Creating a Multi-Level Column Index
First, let's create a DataFrame with a three-level column index using MultiIndex.from_tuples() ?
import numpy as np
import pandas as pd
# Create multi-level column index
items = pd.MultiIndex.from_tuples([("Col 1", "Col 1", "Col 1"),
("Col 2", "Col 2", "Col 2"),
("Col 3", "Col 3", "Col 3")])
# Create multi-level row index
arr = [np.array(['car', 'car', 'car', 'bike', 'bike', 'bike', 'truck', 'truck', 'truck']),
np.array(['valueA', 'valueB', 'valueC', 'valueA', 'valueB', 'valueC', 'valueA', 'valueB', 'valueC'])]
# Create DataFrame with multi-level indexes
dataFrame = pd.DataFrame(np.random.randn(9, 3), index=arr, columns=items)
dataFrame.index.names = ['vehicle', 'type']

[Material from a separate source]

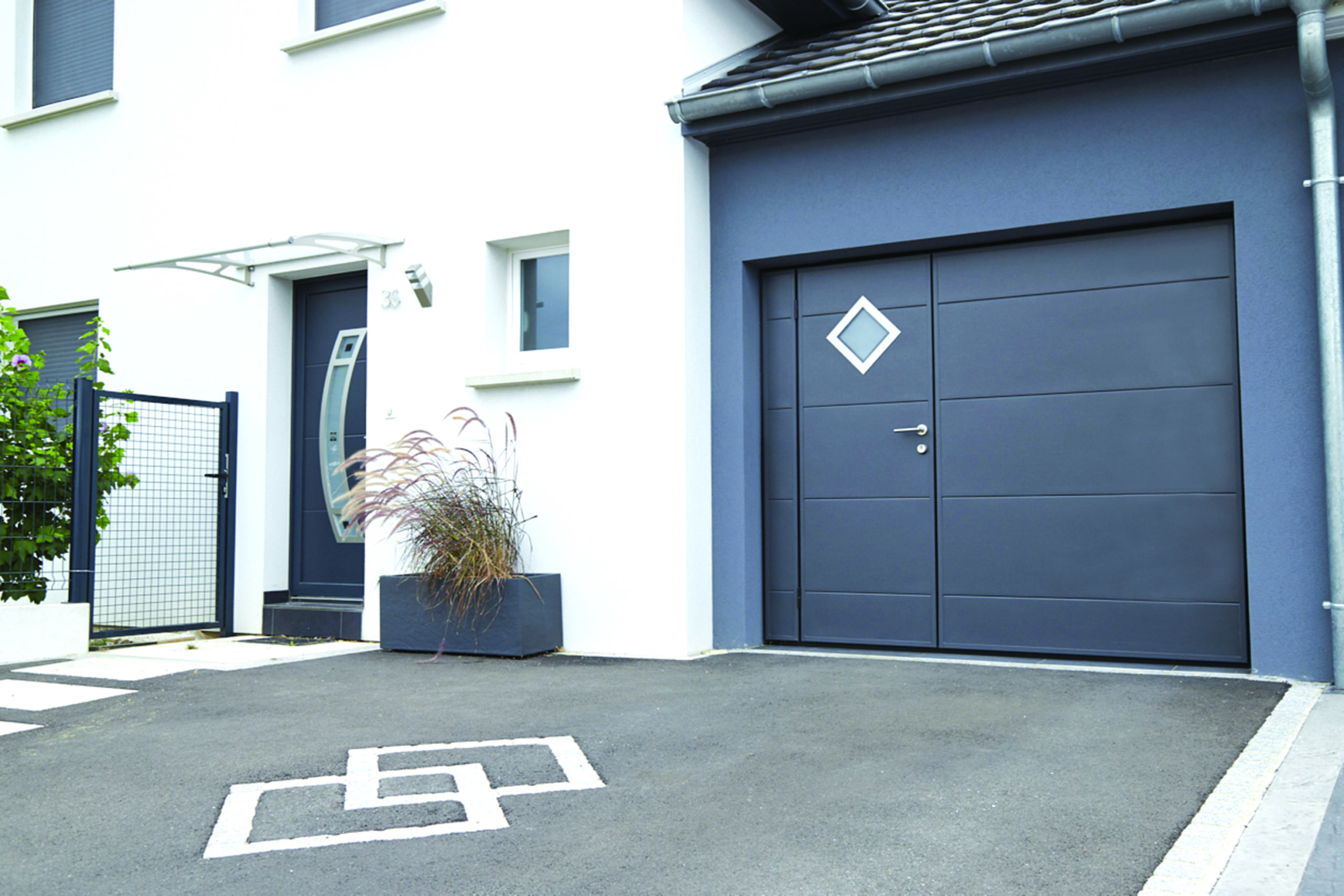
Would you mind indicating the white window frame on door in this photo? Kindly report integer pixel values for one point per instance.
(20, 111)
(539, 358)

print("Original DataFrame:")
print(dataFrame)
Original DataFrame:
Col 1 Col 2 Col 3
Col 1 Col 2 Col 3
Col 1 Col 2 Col 3
vehicle type
car valueA 0.425077 0.020606 1.148156
valueB -1.720355 0.502863 1.184753
valueC 0.373106 1.300935 -0.128404
bike valueA -0.648708 0.944725 0.593327
valueB -0.613921 -0.238730 -0.218448
valueC 0.313042 -0.628065 0.910935
truck valueA 0.286377 0.478067 -1.000645
valueB 1.151793 -0.171433 -0.612346
valueC -1.358061 0.735075 0.092700
Dropping the First Level
Use droplevel(0) to remove the topmost level from the column index ?
import numpy as np
import pandas as pd
# Create the same DataFrame as before
items = pd.MultiIndex.from_tuples([("Col 1", "Col 1", "Col 1"),
("Col 2", "Col 2", "Col 2"),
("Col 3", "Col 3", "Col 3")])
arr = [np.array(['car', 'car', 'car', 'bike', 'bike', 'bike', 'truck', 'truck', 'truck']),
np.array(['valueA', 'valueB', 'valueC', 'valueA', 'valueB', 'valueC', 'valueA', 'valueB', 'valueC'])]

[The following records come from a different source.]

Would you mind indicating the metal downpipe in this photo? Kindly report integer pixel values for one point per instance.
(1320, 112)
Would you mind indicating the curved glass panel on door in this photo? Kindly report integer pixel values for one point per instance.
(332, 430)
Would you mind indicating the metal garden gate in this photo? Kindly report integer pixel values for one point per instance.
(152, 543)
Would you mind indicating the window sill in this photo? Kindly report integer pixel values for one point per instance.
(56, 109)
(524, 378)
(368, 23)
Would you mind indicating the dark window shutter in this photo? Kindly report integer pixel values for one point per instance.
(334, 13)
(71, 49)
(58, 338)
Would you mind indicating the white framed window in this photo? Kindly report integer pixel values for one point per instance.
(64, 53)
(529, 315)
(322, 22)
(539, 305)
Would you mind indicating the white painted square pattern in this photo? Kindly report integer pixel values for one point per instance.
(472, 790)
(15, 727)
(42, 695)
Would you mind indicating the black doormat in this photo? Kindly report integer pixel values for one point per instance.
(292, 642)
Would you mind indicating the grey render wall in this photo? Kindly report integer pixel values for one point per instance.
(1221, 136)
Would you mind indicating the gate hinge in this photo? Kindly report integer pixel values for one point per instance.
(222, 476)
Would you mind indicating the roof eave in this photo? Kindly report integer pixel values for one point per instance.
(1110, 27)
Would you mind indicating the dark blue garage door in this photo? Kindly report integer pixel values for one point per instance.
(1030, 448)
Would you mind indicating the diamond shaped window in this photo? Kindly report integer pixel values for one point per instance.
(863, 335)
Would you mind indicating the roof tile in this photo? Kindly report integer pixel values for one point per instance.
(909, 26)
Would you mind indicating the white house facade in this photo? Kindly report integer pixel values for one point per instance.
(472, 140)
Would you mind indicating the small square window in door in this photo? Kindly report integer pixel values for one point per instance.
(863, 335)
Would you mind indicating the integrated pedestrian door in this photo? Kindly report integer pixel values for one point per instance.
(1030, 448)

dataFrame = pd.DataFrame(np.random.randn(9, 3), index=arr, columns=items)
dataFrame.index.names = ['vehicle', 'type']
# Drop the first level
dataFrame.columns = dataFrame.columns.droplevel(0)

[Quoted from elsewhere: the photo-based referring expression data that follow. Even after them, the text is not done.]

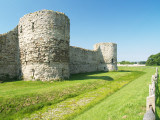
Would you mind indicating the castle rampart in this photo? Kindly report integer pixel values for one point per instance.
(38, 49)
(44, 45)
(9, 54)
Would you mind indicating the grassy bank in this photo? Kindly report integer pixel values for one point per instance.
(20, 98)
(128, 103)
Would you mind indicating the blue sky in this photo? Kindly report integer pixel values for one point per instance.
(133, 24)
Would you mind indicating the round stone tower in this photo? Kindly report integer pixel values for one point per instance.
(107, 56)
(44, 45)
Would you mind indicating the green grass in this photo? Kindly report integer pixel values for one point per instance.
(89, 96)
(158, 101)
(128, 103)
(21, 98)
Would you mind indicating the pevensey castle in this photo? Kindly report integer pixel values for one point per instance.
(39, 49)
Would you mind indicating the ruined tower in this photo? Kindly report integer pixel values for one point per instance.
(39, 49)
(44, 45)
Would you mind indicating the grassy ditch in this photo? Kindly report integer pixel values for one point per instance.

print("After dropping first level:")
print(dataFrame)
After dropping first level:
Col 1 Col 2 Col 3
Col 1 Col 2 Col 3
vehicle type
car valueA 0.425077 0.020606 1.148156
valueB -1.720355 0.502863 1.184753
valueC 0.373106 1.300935 -0.128404
bike valueA -0.648708 0.944725 0.593327
valueB -0.613921 -0.238730 -0.218448
valueC 0.313042 -0.628065 0.910935
truck valueA 0.286377 0.478067 -1.000645
valueB 1.151793 -0.171433 -0.612346
valueC -1.358061 0.735075 0.092700
Dropping Multiple Levels
After dropping one level, the remaining levels shift down. Drop another level to get a single-level column index ?
import numpy as np
import pandas as pd
# Create the same DataFrame
items = pd.MultiIndex.from_tuples([("Col 1", "Col 1", "Col 1"),
("Col 2", "Col 2", "Col 2"),
("Col 3", "Col 3", "Col 3")])
arr = [np.array(['car', 'car', 'car', 'bike', 'bike', 'bike', 'truck', 'truck', 'truck']),
np.array(['valueA', 'valueB', 'valueC', 'valueA', 'valueB', 'valueC', 'valueA', 'valueB', 'valueC'])]
dataFrame = pd.DataFrame(np.random.randn(9, 3), index=arr, columns=items)
dataFrame.index.names = ['vehicle', 'type']
# Drop first level
dataFrame.columns = dataFrame.columns.droplevel(0)
# Drop second level (now at index 0)
dataFrame.columns = dataFrame.columns.droplevel(0)
print("After dropping two levels:")
print(dataFrame)
After dropping two levels:
Col 1 Col 2 Col 3
vehicle type
car valueA 0.425077 0.020606 1.148156
valueB -1.720355 0.502863 1.184753
valueC 0.373106 1.300935 -0.128404
bike valueA -0.648708 0.944725 0.593327
valueB -0.613921 -0.238730 -0.218448
valueC 0.313042 -0.628065 0.910935
truck valueA 0.286377 0.478067 -1.000645
valueB 1.151793 -0.171433 -0.612346
valueC -1.358061 0.735075 0.092700
Alternative: Drop Specific Level by Position
You can also drop a specific level by its position without dropping sequentially ?
import numpy as np
import pandas as pd
# Create DataFrame with 3-level columns
items = pd.MultiIndex.from_tuples([("Level0", "Level1", "Col1"),
("Level0", "Level1", "Col2"),
("Level0", "Level1", "Col3")])
data = [[1, 2, 3], [4, 5, 6]]
df = pd.DataFrame(data, columns=items)
print("Original:")
print(df)
# Drop level 1 (middle level)
df.columns = df.columns.droplevel(1)
print("\nAfter dropping level 1:")
print(df)
Original:
Level0 Level0 Level0
Level1 Level1 Level1
Col1 Col2 Col3
0 1 2 3
1 4 5 6
After dropping level 1:
Level0 Level0 Level0
Col1 Col2 Col3
0 1 2 3
1 4 5 6
Conclusion
Use columns.droplevel() repeatedly to remove multiple levels from multi-level column indexes. Remember that after each drop, the remaining levels shift positions, so always drop from index 0 for sequential removal.